Foi no início da década de setenta que me apresentaram Fernando Pessoa.
Eu estudava em Belo Horizonte, à época, um adolescente tímido do interior,
vivendo, solitário, naquele cenário grande.
Era um dia chuvoso. A professora de Língua Portuguesa parecia não estar com disposição para Gramática Histórica naquela tarde. Ainda menos dispostos estariam
os alunos para aquela matéria, ditada pela mestra, ou copiada do quadro.
Realmente, os pingos d’água, desenhando formas móbiles nas janelas de vidro
da sala de aula, e o sussurro do vento favoreciam um outro tempo, não o do latim vulgar, do português antigo.
A ocasião , parece ter sentido a mestra, era para uma certa leitura da alma.
E nada melhor que buscar na linguagem de um poeta aquele espelho, aquela voz
do que sentimos , porém nunca encontramos palavras adequadas para dizer.
Momento do homem com seu enigma, sua indefinição, e um recorrer às eternas Sibilas, se não para respostas, certamente para um alumbramento, uma identificação.
Não sei o que levou a professora a escolher aquele escrito específico do
Pessoa para a leitura daquela tarde.
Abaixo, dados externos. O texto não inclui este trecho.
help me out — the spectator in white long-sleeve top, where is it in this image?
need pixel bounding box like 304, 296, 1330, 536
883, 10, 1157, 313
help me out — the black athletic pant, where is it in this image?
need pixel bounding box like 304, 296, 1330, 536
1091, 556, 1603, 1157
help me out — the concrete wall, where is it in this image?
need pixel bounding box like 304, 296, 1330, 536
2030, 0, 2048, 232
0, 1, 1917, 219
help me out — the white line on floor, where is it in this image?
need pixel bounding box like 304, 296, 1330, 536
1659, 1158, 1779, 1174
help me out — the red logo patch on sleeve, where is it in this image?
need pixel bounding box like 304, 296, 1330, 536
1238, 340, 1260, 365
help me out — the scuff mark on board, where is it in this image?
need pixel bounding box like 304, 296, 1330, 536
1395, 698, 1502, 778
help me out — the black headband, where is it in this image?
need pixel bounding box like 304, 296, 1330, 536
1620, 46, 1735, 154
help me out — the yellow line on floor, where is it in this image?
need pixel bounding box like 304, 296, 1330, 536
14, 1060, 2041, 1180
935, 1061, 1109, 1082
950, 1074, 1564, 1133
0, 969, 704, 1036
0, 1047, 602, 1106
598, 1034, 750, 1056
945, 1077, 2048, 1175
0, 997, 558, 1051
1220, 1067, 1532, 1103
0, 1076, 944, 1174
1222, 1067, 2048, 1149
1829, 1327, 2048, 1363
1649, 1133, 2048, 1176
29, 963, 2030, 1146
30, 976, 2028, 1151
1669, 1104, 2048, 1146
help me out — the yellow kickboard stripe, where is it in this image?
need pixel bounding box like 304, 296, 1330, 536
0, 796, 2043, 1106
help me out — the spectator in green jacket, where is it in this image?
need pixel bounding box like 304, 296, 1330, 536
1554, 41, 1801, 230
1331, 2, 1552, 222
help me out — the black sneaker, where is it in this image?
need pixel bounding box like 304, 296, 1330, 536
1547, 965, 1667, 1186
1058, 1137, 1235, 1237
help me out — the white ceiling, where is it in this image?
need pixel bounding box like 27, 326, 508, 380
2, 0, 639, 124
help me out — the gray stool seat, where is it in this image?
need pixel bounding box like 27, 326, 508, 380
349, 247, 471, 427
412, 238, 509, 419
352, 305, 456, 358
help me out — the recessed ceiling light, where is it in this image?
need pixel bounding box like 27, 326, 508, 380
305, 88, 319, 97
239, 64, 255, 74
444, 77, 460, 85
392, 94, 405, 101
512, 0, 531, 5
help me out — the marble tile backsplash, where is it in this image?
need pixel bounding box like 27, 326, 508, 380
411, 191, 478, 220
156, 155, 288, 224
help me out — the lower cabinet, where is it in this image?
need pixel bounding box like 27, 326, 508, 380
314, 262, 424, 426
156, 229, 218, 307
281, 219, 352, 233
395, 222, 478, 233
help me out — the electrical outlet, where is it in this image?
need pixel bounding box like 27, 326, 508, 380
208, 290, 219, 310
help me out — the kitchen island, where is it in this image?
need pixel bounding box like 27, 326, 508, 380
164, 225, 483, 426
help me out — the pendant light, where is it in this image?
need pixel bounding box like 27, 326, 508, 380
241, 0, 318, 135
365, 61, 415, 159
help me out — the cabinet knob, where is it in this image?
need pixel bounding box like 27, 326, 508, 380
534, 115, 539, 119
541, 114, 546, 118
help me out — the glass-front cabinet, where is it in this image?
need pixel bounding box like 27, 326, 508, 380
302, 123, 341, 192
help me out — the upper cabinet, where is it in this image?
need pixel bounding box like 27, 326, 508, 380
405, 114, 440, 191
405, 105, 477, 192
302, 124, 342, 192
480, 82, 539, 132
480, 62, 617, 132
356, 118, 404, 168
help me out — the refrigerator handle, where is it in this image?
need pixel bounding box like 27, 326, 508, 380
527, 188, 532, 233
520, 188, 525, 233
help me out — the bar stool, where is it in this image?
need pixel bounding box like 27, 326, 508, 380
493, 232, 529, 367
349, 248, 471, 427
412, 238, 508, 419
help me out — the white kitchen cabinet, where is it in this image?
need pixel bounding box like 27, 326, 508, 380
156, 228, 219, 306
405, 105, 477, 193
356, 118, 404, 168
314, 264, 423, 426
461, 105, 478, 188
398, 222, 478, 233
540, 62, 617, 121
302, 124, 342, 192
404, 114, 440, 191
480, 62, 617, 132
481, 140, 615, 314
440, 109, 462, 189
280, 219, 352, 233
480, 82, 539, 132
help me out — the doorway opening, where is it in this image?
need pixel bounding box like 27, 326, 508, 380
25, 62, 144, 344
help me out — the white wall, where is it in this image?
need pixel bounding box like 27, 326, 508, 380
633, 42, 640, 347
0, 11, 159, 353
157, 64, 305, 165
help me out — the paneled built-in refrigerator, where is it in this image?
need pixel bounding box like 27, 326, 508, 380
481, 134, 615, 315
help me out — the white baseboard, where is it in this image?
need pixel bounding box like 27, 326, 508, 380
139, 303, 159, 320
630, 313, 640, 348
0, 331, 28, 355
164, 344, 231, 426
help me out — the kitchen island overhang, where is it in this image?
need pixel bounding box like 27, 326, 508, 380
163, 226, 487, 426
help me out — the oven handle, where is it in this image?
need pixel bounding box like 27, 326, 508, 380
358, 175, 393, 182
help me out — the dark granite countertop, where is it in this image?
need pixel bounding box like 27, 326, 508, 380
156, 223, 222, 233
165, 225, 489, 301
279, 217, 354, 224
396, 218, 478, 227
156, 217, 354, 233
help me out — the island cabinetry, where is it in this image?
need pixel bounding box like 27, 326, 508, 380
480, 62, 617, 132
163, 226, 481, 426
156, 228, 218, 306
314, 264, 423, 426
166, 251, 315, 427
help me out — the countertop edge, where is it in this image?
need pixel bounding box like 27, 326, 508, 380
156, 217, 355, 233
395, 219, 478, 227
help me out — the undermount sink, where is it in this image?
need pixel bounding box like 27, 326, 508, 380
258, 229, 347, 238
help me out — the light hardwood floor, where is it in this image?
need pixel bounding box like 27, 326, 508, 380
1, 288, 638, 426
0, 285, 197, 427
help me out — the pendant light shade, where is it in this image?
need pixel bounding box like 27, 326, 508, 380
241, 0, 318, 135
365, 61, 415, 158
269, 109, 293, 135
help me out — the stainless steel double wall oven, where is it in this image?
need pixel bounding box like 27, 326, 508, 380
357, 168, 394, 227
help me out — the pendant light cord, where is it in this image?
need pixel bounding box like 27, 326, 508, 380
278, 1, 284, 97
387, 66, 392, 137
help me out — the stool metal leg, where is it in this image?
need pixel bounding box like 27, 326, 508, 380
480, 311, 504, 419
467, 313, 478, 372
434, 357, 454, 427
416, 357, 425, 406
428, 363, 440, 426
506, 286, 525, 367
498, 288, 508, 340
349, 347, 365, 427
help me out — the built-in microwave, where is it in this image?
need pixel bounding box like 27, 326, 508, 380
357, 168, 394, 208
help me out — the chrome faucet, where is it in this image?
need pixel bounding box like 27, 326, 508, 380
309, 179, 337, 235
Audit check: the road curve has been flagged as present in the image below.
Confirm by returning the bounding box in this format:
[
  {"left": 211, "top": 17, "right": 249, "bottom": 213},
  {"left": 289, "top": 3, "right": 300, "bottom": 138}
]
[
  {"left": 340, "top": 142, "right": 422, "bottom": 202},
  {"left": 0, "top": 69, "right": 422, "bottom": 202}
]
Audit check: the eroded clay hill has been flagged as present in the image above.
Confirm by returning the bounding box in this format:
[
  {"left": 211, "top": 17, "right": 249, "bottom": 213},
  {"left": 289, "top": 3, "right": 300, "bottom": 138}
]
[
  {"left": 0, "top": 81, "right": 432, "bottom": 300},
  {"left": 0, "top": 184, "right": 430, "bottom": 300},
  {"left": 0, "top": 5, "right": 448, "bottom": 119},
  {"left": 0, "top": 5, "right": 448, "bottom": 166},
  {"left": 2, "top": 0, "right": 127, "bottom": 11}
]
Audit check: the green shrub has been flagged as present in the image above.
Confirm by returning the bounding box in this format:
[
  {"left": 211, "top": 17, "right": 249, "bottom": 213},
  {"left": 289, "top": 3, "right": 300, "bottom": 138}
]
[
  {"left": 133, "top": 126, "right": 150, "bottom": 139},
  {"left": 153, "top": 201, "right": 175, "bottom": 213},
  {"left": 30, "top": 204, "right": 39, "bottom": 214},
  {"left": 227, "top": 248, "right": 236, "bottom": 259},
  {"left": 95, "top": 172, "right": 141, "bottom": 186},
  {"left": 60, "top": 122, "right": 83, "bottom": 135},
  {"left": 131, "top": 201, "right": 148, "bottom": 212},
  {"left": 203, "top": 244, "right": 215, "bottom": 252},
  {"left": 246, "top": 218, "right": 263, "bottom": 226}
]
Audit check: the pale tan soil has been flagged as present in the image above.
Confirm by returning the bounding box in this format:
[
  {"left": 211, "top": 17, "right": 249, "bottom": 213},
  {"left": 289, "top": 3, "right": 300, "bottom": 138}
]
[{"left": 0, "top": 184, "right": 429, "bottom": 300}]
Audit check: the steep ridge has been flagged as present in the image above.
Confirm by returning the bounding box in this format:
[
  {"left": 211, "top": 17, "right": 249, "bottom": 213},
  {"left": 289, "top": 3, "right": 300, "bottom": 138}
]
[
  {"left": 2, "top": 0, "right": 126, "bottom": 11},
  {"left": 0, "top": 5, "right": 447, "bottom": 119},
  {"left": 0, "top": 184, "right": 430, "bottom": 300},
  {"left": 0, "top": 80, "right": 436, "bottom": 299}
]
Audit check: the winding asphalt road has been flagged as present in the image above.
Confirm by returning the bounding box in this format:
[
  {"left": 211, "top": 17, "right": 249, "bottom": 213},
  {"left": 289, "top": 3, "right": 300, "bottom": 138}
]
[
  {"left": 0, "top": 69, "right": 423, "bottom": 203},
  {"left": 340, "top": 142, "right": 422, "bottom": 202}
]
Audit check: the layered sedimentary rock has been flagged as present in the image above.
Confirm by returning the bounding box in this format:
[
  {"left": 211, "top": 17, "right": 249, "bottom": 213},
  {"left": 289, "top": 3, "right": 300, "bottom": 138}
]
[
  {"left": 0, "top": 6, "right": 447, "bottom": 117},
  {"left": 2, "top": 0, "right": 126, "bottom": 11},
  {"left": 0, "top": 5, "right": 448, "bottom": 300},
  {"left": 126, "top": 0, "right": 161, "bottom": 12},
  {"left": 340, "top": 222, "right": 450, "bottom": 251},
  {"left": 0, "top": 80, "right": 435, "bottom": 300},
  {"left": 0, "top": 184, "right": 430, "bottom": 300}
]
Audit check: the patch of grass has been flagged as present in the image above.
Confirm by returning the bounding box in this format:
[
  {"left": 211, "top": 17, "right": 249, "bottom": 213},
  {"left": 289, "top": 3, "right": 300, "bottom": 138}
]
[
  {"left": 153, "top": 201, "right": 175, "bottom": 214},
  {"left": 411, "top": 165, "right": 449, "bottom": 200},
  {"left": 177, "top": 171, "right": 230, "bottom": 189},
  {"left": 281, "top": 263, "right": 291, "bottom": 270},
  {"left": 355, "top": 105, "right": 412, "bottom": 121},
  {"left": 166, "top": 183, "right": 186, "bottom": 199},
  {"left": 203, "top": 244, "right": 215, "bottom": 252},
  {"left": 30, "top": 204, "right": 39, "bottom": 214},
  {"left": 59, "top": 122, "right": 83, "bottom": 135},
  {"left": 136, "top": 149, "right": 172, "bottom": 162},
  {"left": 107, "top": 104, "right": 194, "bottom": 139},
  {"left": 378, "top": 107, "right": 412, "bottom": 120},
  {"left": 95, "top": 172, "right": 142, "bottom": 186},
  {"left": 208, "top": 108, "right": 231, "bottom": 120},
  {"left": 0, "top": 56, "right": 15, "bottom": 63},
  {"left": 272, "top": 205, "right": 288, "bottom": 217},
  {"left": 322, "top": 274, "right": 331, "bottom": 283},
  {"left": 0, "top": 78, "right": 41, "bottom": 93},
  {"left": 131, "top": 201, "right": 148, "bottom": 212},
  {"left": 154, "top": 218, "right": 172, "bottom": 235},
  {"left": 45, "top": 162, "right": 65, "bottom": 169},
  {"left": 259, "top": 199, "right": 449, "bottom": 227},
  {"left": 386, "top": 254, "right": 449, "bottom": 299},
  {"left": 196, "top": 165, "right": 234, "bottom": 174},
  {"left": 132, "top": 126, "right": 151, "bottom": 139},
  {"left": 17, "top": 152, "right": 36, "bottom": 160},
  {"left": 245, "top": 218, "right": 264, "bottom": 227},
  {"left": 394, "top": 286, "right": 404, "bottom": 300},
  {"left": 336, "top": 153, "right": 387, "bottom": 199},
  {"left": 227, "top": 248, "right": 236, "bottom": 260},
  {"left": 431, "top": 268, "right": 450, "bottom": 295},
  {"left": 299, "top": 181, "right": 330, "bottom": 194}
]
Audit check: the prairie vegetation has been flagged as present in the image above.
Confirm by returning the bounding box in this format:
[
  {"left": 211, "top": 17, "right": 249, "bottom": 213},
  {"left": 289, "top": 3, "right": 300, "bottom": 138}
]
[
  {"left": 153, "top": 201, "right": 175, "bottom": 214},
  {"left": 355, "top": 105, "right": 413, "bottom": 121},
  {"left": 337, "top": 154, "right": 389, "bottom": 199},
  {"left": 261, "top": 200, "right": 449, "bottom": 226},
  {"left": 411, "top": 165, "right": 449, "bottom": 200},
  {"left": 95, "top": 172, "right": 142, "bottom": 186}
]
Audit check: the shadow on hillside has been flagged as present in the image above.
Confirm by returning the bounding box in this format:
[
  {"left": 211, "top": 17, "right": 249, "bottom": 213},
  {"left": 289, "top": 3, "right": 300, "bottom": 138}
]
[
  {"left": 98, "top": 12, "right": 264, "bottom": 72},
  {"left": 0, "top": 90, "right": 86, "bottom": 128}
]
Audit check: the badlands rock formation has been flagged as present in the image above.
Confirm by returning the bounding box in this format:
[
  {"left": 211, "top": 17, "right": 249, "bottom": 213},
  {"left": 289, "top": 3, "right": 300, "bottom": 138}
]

Se foi algo pré-determinado, ou se
encontrou o poema, aleatoriamente, no livro que tinha em mãos, nunca poderei dizer. Mas o que realmente importa é que ‘A Tabacaria’, causou fundo impacto em mim. E deve ter tocado os meus colegas também,
imagino, uma vez que se fez um profundo, compenetrado silêncio na sala
durante a leitura do longo poema.

“Não sou nada. / Nunca serei nada. / Não posso querer ser nada./ À parte isso, tenho em mim todos os sonhos do mundo...”

Foi a partir destes versos, lá pelos meus quinze anos, que senti que faria
de meus 'nadas', desta matéria impalpável do 'fugidio' que chamamos de sonhos,
a minha poesia.
À parte o estudo do Latim, da Gramática Histórica, que tanto subsídio têm
dado ao que escrevo, é na interação entre meu eu e a palavra, na poesia, que me empenho, assim, em prosseguir a longa tradição dos que atentaram à alma
e escreveram os sonhos, reencantando a língua.
Por onde os oráculos continuam.


Fernando Campanella, 17 de Março de 2009.